Hostelería clama por 50.000 trabajadores: el mercado dice otra cosa
La patronal hostelera ha lanzado un portal web para cubrir 50.000 vacantes de cara al verano, según ha publicado El Confidencial. Un SOS que, a juzgar por las reacciones, choca de frente con la realidad del sector: salarios bajos, jornadas partidas y condiciones que espantan a los candidatos.

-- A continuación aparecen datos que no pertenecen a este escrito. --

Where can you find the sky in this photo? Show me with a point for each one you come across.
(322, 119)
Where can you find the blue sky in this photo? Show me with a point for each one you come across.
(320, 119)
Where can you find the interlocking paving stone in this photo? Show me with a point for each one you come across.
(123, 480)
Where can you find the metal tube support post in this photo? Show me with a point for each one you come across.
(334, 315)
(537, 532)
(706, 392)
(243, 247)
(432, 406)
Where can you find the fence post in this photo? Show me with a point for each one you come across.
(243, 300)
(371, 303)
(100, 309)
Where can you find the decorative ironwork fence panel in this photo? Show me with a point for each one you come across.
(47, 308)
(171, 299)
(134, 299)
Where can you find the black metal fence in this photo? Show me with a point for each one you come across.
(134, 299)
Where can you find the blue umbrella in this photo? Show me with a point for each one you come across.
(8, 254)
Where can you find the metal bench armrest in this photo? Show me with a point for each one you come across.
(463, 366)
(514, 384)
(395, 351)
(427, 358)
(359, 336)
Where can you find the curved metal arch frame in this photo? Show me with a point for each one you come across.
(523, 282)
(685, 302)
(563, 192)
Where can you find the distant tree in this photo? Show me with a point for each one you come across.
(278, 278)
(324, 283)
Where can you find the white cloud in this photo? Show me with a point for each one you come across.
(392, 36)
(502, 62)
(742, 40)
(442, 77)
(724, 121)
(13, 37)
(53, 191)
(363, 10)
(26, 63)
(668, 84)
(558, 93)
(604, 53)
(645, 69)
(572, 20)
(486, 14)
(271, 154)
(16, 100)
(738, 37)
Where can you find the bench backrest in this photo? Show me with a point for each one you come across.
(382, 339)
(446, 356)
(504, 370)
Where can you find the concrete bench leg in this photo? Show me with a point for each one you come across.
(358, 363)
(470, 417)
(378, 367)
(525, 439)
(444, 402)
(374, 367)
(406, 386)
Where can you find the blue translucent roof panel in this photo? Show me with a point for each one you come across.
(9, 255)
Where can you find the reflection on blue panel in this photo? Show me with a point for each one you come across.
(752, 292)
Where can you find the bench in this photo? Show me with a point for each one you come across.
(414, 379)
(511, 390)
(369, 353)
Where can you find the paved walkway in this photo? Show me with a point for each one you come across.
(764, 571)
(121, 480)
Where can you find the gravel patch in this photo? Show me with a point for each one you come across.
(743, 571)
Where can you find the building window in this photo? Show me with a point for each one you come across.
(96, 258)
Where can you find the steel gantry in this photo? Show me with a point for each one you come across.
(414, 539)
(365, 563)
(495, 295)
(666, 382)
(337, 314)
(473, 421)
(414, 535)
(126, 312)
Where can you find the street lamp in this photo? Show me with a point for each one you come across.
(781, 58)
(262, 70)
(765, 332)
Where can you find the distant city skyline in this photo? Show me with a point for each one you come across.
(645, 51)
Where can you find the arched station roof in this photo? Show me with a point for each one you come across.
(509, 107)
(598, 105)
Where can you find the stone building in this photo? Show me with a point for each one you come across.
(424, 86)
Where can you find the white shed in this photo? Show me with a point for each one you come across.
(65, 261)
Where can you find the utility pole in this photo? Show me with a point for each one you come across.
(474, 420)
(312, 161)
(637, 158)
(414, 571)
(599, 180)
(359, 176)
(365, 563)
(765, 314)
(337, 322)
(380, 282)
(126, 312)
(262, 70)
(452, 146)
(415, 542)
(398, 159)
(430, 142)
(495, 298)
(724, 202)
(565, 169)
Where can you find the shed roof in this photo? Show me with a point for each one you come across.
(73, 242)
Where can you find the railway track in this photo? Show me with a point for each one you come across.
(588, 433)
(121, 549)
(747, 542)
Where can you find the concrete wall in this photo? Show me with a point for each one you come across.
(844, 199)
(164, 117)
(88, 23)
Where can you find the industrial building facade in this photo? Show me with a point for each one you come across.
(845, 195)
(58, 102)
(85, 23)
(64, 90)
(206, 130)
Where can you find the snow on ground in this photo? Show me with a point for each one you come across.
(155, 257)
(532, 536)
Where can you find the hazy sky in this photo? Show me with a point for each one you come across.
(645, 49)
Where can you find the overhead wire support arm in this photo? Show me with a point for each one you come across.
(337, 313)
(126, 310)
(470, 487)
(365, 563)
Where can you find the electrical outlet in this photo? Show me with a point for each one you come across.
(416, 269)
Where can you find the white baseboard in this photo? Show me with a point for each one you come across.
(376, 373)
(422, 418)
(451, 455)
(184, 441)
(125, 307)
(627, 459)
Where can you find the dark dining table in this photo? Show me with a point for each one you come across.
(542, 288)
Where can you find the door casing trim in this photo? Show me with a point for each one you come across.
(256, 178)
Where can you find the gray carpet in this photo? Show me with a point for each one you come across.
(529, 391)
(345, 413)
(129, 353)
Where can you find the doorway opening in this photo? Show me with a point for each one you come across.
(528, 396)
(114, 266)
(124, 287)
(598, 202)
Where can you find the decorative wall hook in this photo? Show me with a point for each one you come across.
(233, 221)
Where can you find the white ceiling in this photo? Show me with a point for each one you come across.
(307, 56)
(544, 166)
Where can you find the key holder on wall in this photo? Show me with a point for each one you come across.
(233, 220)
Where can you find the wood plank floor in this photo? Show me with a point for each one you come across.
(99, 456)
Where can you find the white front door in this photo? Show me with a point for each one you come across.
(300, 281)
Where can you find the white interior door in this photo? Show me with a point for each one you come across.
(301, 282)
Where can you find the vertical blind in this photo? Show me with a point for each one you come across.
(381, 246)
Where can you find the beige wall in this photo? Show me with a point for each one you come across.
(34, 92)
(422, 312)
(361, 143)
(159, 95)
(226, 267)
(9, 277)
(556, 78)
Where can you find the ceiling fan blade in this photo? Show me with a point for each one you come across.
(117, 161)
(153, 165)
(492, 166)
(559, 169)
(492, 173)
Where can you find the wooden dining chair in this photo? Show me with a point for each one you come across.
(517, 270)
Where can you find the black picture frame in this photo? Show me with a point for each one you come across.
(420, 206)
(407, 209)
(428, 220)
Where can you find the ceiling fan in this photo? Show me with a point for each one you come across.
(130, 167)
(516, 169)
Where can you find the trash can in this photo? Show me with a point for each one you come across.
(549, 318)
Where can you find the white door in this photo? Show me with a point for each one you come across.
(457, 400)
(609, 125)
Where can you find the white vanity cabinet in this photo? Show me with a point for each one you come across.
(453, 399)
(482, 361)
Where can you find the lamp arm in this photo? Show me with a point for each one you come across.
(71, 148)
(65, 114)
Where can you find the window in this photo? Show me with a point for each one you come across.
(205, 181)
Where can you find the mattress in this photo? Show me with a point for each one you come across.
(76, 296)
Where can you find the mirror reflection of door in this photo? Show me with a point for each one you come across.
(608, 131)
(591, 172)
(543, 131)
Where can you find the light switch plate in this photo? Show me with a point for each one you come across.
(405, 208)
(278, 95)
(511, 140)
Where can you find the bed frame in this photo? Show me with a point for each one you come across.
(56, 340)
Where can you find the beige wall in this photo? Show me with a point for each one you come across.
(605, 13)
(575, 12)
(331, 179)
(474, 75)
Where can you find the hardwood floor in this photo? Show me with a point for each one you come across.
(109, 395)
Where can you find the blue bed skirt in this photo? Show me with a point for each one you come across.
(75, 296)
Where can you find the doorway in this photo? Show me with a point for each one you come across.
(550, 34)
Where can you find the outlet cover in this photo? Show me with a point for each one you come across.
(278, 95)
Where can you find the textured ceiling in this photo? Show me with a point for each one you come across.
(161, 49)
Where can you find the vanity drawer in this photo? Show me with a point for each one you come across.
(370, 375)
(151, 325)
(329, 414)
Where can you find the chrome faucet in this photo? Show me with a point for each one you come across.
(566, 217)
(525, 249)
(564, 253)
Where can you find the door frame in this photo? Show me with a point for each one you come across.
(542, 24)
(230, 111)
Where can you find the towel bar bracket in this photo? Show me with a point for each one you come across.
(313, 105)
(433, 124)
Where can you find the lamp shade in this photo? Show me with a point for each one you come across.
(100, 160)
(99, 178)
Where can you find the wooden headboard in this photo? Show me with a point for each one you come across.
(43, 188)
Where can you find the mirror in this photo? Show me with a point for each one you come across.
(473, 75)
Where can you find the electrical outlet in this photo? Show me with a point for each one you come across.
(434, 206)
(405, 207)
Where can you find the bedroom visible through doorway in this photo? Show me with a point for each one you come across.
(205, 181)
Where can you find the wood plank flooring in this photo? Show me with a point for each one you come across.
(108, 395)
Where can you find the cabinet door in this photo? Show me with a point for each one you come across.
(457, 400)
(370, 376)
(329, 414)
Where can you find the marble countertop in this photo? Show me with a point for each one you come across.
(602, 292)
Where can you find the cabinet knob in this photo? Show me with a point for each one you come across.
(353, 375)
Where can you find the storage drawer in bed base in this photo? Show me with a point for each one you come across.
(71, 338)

El bucle del salario mínimo y la bolsa de empleo
El eslogan de la campaña es buscar «personal cualificado», pero la oferta real, según denuncian múltiples voces, se mueve en el salario mínimo con pagos en B y horarios de sol a sol. No es un problema de falta de trabajadores, sino de falta de incentivos. Mientras el paro sigue en niveles reducidos y otros sectores ofrecen mejores condiciones, la hostelería pretende llenar 50.000 puestos con las mismas recetas de siempre.
La ironía se intensifica cuando se recuerda que algunas voces oficiales han prometido que la inmi gración reduciría el desempleo. Pero ni siquiera los 900.000 forasteros regularizados recientemente parecen dispuestos a cubrir estas plazas en las condiciones actuales. La conclusión es obvia: o se mejoran las condiciones o el SOS quedará en papel mojado.
Paradores: el espejo donde mirarse
Un dato curioso: los camareros de Paradores son funcionarios. Es decir, existe un modelo dentro del mismo sector donde las condiciones son estables, con horarios regulados y salarios dignos. La comparación evidencia que el problema no es la falta de candidatos, sino la precariedad estructural que el propio sector se empeña en mantener.
La solución que nadie quiere aplicar
Las recetas son sencillas y repetidas hasta la saciedad: subir sueldos, respetar horarios, eliminar los turnos partidos y acabar con el embeleco en las cotizaciones. Sin embargo, la patronal insiste en la queja antes que en la revisión de su modelo de negocio. Mientras, los 50.000 puestos seguirán vacíos y el verano se llenará de quejas y carteles de «se necesita camarero».
La pregunta que flota
Si las paguitas (subsidios) son el supuesto culpable, ¿por qué cuando se quitaron en la crisis anterior no se llenaron las vacantes? Quizá el problema no son los 900.000 forasteros ni los parados de larga duración, sino un sector que se niega a modernizarse. Con estos mimbres, el SOS hostelero suena más a lamento que a llamada real.